Hahaha, that was the problem I had. :stuck_out_tongue: So unsurprisingly they’re using a feature that’s been around for some time, and to anyone that doesn’t already know about it… so probably the majority of gamers… it’s a big new thing. I only have the free version of Unity for now, and plan to upgrade to Pro later on. :wink:

Infinity Wards (That is the team making CoD, right?) whole plan was to make it sound like something new and astonishing. Gamers, that do not know anything about making games (but alot of them seem to the think they do) do not know the techniques behind it. It is therefore easy to just drop a sentence like: “Our new substance techniques allow us to…”. Everyone who doesn’t know that techniques will just freak out and think that the CoD Devs have created something completely new, while in reality, they’re using techniques that are known and have been used in games for years.
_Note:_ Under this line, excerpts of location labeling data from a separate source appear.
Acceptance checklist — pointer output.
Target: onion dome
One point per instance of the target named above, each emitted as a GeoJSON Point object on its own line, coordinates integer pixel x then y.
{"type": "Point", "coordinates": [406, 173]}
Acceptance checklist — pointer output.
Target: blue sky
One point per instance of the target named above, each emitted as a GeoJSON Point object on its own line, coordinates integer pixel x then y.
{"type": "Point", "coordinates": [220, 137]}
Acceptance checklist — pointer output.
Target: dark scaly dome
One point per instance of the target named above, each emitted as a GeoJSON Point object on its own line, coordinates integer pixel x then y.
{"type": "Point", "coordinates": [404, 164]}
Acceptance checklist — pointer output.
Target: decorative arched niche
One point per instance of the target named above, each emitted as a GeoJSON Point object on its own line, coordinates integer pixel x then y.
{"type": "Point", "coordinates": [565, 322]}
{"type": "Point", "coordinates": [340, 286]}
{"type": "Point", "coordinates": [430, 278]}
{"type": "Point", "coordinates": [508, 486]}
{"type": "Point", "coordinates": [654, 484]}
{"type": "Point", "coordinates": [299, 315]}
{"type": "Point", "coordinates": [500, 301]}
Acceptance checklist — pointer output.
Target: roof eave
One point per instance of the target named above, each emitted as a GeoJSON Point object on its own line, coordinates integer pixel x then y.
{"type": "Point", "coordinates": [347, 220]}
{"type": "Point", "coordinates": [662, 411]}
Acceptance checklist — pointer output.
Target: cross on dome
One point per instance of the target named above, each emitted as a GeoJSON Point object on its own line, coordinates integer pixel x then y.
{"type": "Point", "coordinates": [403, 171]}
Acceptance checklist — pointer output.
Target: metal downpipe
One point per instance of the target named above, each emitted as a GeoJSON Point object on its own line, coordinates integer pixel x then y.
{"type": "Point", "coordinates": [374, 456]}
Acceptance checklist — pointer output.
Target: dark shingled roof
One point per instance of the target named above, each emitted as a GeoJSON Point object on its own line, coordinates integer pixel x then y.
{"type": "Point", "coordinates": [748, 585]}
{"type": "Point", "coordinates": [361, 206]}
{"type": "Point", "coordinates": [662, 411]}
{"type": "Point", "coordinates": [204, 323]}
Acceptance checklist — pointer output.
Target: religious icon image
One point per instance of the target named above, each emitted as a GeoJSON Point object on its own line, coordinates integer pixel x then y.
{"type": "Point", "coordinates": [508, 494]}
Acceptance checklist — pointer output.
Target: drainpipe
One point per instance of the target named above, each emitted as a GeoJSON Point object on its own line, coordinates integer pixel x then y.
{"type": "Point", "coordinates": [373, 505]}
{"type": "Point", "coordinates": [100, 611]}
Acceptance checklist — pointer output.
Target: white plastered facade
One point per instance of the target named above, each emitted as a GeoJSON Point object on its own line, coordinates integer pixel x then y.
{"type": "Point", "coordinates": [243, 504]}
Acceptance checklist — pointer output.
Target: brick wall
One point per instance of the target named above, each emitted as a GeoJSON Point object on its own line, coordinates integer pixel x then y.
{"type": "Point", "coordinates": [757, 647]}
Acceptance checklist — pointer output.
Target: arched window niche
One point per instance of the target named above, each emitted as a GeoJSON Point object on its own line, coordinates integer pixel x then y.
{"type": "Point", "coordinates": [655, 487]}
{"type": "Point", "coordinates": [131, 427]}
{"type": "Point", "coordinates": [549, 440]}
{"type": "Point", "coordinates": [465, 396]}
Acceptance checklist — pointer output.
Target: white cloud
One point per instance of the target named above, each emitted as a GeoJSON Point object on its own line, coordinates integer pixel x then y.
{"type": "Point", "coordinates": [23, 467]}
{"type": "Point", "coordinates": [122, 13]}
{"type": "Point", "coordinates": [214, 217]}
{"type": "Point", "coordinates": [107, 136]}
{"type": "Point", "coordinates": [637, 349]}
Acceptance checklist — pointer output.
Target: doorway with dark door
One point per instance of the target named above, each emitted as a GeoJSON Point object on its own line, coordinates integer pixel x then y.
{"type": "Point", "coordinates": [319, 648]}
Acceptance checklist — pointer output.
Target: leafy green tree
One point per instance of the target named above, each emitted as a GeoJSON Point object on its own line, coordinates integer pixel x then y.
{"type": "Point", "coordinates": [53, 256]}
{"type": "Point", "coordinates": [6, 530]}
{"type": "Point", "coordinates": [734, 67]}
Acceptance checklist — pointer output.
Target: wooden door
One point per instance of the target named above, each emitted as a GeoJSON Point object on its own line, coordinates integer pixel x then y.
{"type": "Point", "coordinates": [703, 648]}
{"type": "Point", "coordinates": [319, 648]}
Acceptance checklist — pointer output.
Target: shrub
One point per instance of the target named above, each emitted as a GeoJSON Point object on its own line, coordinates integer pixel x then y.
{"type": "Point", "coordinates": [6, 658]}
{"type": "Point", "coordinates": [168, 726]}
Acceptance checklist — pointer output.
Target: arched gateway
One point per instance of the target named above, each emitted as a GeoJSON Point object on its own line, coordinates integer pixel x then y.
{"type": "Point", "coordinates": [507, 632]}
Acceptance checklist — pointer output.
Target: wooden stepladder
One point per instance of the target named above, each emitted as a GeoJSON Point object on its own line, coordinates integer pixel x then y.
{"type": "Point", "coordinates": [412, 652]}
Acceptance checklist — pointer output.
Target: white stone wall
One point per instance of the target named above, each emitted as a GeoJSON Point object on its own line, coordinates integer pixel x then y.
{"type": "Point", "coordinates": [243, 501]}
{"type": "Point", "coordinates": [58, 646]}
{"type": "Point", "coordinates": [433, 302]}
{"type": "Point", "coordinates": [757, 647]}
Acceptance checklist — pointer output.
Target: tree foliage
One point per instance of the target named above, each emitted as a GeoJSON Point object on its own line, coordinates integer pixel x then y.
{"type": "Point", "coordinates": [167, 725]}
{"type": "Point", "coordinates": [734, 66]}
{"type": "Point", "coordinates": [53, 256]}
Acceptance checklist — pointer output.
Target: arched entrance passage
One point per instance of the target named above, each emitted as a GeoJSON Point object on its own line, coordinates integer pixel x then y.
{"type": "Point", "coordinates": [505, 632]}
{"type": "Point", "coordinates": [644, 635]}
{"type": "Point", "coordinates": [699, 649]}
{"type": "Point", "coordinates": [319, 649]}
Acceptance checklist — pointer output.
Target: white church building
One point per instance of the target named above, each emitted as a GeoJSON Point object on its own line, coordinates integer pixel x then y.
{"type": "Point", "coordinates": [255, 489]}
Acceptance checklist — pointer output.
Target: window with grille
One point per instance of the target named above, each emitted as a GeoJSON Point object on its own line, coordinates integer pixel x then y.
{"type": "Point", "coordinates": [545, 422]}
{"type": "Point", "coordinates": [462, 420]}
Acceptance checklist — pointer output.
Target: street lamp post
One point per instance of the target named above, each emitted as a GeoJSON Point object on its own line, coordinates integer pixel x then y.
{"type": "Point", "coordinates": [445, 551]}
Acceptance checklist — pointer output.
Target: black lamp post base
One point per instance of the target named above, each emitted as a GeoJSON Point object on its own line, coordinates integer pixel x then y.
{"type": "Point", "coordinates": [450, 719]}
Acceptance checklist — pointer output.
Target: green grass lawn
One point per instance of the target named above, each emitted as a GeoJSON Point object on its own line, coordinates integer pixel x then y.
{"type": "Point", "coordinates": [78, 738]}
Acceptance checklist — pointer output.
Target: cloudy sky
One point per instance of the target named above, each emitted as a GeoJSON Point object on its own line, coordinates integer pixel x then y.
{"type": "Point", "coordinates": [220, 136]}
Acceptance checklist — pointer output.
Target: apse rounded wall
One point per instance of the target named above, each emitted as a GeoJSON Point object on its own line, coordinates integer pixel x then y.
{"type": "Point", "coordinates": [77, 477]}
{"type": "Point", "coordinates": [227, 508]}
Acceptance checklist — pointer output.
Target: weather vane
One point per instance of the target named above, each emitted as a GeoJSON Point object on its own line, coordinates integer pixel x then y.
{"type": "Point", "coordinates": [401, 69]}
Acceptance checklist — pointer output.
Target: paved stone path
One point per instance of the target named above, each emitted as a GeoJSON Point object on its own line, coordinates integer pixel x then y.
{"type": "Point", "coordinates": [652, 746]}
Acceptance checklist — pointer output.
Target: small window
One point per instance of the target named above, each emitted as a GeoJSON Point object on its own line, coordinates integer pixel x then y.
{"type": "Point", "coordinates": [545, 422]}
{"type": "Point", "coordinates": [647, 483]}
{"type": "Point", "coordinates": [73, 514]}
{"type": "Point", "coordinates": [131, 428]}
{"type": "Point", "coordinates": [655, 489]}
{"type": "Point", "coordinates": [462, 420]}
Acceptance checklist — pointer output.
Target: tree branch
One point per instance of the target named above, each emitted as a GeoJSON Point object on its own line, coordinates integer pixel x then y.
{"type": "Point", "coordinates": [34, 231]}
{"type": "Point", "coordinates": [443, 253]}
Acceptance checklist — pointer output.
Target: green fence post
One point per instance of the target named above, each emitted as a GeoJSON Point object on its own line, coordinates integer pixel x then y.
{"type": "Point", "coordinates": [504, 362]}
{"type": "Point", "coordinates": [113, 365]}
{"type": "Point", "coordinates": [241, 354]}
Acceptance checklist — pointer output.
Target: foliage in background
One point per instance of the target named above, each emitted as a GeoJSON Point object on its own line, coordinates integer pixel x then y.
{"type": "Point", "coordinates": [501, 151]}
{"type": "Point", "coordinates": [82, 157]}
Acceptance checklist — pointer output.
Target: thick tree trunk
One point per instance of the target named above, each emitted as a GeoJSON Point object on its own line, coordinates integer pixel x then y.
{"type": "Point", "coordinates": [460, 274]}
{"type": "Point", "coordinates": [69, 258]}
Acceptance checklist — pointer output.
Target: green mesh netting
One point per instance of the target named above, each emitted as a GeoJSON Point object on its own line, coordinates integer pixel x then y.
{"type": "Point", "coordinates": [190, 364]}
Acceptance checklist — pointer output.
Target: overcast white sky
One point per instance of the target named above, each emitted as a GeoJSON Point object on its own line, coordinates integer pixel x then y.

It is just a really good way to sell your game. Let the people think that you are so awesome and great and invented thousands of new techs, while in reality, you are just reusing the old ones. They do not lie but on the other hand they do net tell the full truth…

AAA games marketing… That is all I can say about it.

It hasn’t really been around that long… it requires a graphics card that has hardware support for DirectX 10/11, so only newer graphics cards can do it. Xbox 360 and PS3 are too old; they are more or less DirectX 9 GPUs, so for consoles this is definitely a new feature. So I think it’s cool that Infinity Ward is showing it off, and I wouldn’t be surprised if Microsoft specifically asked them to show that off. But it’s not something that Infinity Ward themselves invented; it’s something that will probably be used on all the AAA games for Xbox One and PS4.